This article is adapted from the introduction Zinn wrote to Deepa Fernandes’s book, “Targeted: Homeland Security and the Business of Immigration.” Entirely relevant today.
Vigilantes sit at the border, guns on their laps, looking for those who might cross over. President Bush promises to send 6,000 National Guardsmen there and to build a wall. Archconservatives threaten to make felons out of the undocumented and those who help them. But immigrants from south of the border, along with their supporters, have been demonstrating, by the hundreds of thousands, for the rights of foreign-born people, whether here legally or illegally. There is a persistent sign: “No Human Being Is Illegal.”
Discrimination against the foreign born has a long history, going back to the beginning of the nation.
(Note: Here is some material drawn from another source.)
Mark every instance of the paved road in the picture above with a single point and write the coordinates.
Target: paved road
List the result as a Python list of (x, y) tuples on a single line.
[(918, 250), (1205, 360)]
Ironically, having just gone through its own revolution, the United States was fearful of having revolutionaries in its midst. France had recently overthrown its monarchy. Irish rebels were protesting against British rule, and the new U.S. government was conscious of “dangerous foreigners”—Irish and French—in the country. In 1798, Congress passed legislation lengthening the residence requirement for becoming a citizen from five to fourteen years. It also authorized the President to deport any alien he regarded as dangerous to the public safety.
There was virulent anti-Irish sentiment in the 1840s and ’50s, especially after the failure of the potato crop in Ireland, which killed a million people and drove millions abroad, most of them to the United States. “No Irish Need Apply” symbolized this prejudice. It was part of that long train of irrational fear in which one generation of immigrants, now partly assimilated, reacts with hatred to the next. Take Irish-born Dennis Kearney, who became a spokesman for anti-Chinese prejudice. His political ambitions led him and the California Workingmen’s Party to adopt the slogan “The Chinese Must Go.”